When Anxious Becomes Anxiety
There are several types of anxiety disorders, including generalized anxiety disorder, separation anxiety disorder, social anxiety disorder (also known as social phobia), and other specific phobias. Some people have panic attacks. If you’re experiencing such anxiety or panic, you know the deep toll it can take on your mind and body.
Anxiety disorder symptoms can be both emotional and physical. According to the current version of the Diagnostic and Statistical Manual of Mental Disorders
, or DSM-5
—a reference commonly used by mental health professionals in the US—these symptoms might include:
- Excessive worry
- A feeling of impending doom
- Inability to concentrate
- Tense muscles
- Avoiding feared things or places
What causes anxiety disorders? The exact cause is not fully known, but research suggests that anxiety disorders stem from several sources including genetics, brain chemistry, and the impact of trauma or other adverse experiences. In addition to being a symptom that may be worth treating, anxiety is also a signal—like the check engine light in a car—indicating that something is wrong elsewhere. Often anxiety is a signal about psychological conflict that may be outside your awareness, but worth trying to understand.
Fortunately for many people, with appropriate treatment, anxiety disorders can be understood and managed, bringing relief from the mental and physical stresses they cause and resolving underlying psychological conflicts through self-knowledge.

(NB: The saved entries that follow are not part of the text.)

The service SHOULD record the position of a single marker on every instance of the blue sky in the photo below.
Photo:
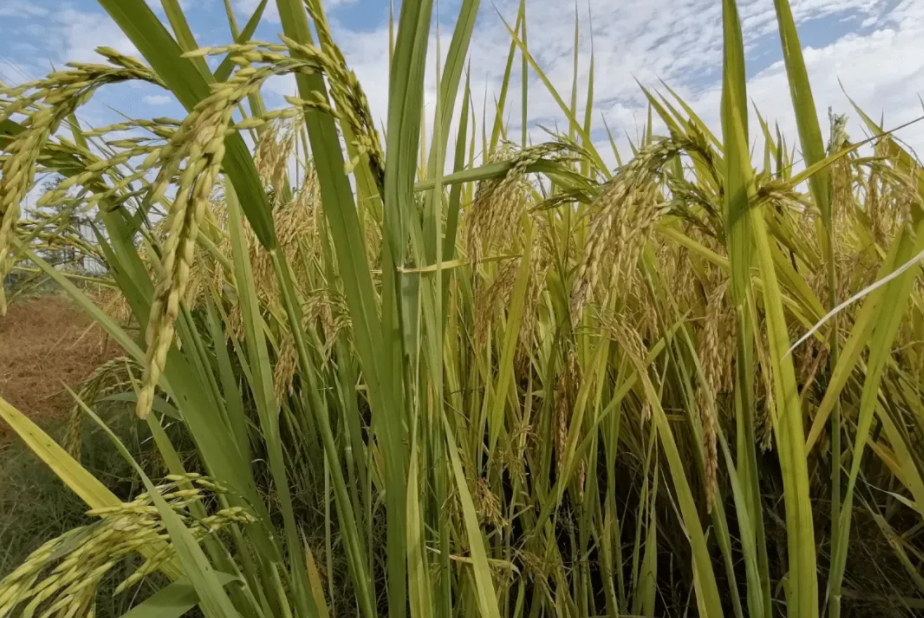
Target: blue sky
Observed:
(874, 47)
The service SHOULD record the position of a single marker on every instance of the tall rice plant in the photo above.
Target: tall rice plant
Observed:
(528, 386)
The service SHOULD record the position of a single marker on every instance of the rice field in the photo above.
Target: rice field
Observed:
(455, 372)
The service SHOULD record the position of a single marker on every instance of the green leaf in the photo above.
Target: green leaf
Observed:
(174, 601)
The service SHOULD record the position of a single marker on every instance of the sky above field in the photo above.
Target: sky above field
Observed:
(871, 49)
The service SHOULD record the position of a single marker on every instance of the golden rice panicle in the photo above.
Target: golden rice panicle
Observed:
(494, 219)
(625, 212)
(710, 356)
(200, 144)
(46, 103)
(566, 389)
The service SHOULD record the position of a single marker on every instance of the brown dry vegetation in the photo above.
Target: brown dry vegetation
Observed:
(44, 341)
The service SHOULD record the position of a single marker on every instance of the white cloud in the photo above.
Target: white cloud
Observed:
(878, 60)
(21, 8)
(157, 99)
(78, 34)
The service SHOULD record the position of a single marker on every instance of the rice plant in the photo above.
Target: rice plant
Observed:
(485, 377)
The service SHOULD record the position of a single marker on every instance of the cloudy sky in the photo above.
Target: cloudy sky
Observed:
(874, 48)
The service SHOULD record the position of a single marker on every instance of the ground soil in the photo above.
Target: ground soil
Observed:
(44, 341)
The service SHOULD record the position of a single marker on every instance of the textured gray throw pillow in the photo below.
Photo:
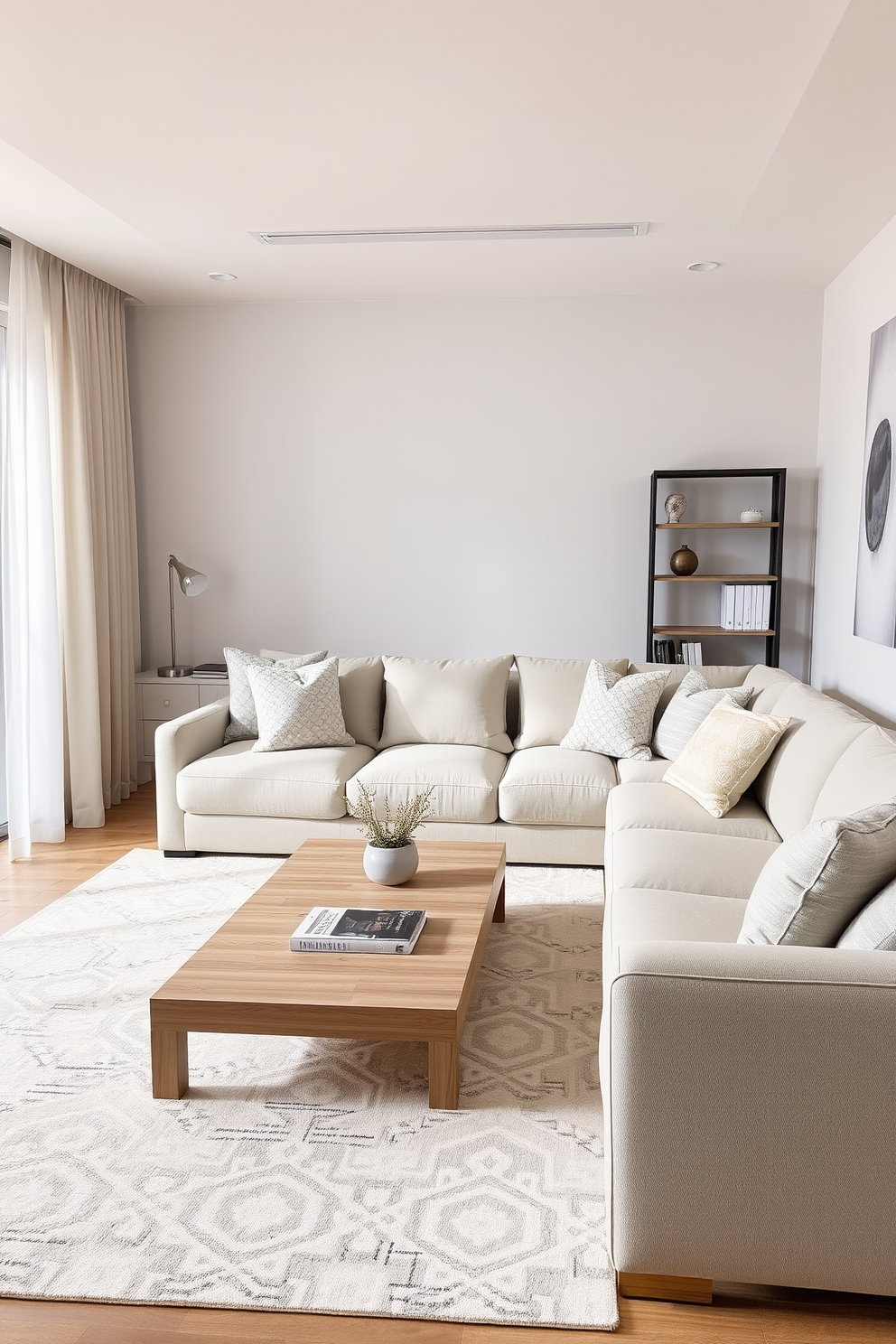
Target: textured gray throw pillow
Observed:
(873, 929)
(615, 713)
(298, 707)
(818, 879)
(686, 710)
(243, 722)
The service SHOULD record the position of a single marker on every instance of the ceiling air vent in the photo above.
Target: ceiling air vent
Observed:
(449, 236)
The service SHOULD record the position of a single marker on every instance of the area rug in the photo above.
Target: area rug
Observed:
(301, 1175)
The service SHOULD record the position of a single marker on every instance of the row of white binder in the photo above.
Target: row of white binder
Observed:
(746, 606)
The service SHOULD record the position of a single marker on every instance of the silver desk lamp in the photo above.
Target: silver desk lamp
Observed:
(191, 583)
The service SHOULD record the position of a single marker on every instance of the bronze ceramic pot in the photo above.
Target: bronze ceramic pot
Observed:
(684, 562)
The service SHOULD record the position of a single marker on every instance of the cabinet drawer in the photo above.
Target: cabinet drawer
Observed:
(170, 702)
(209, 694)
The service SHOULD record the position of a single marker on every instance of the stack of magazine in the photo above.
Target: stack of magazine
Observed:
(746, 606)
(341, 929)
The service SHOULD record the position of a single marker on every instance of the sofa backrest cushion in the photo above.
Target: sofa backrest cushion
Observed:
(865, 774)
(360, 691)
(457, 700)
(550, 695)
(819, 733)
(716, 677)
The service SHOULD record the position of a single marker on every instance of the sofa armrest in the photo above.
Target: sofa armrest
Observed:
(750, 1096)
(178, 743)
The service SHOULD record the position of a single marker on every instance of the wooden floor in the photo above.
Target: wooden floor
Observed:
(739, 1315)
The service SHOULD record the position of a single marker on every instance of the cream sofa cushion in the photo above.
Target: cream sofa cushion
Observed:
(463, 779)
(819, 879)
(360, 688)
(458, 700)
(819, 733)
(237, 781)
(873, 929)
(554, 787)
(724, 756)
(550, 694)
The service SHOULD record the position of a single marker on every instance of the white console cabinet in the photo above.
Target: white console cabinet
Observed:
(160, 699)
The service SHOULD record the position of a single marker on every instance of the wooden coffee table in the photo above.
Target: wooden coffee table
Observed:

Our Treatment for Anxiety Disorders
At the Austen Riggs Center, we have successfully helped many patients with anxiety disorders of all types, especially when they co-occur with other disorders and become difficult to treat or “treatment-resistant.” In fact, we are known as the place “where treatment-resistant patients become people taking charge of their lives.”
Anxiety disorders, like other mental illnesses, arise from a complex and highly personal interplay of biology, social stress, and psychological factors. At Riggs, the whole person is the focus of the treatment, not simply discrete symptoms. We work with you as a person with your own unique life story and your own problems and strengths.
Our treatment approach centers on intensive psychodynamic psychotherapy four times a week with a doctoral-level therapist, exploring your lived experiences to identify patterns and the potential impact of losses or other adverse experiences that may be outside your awareness but that influence your decision making. Through this deeper self-understanding, you can be freer to make better choices.
To augment regular psychotherapy sessions, medication is usually part of the treatment for anxiety disorders at Riggs. We have been trailblazers in developing what we call psychodynamic psychopharmacology, a way of using medications for their biochemical benefit, while also carefully attending to the impact of their meanings to the patient and to the doctor.
Family is often part of the social context in which symptoms of anxiety disorders may emerge. So an important part of every treatment at Riggs is family evaluation—with family treatment
offered when indicated.
In addition to therapy and medications, our open setting with its Therapeutic Community Program
mobilizes the powerful potential of social learning through interactions with peers—a profound opportunity to learn about aspects of ourselves that we cannot see but that others can help us see and address.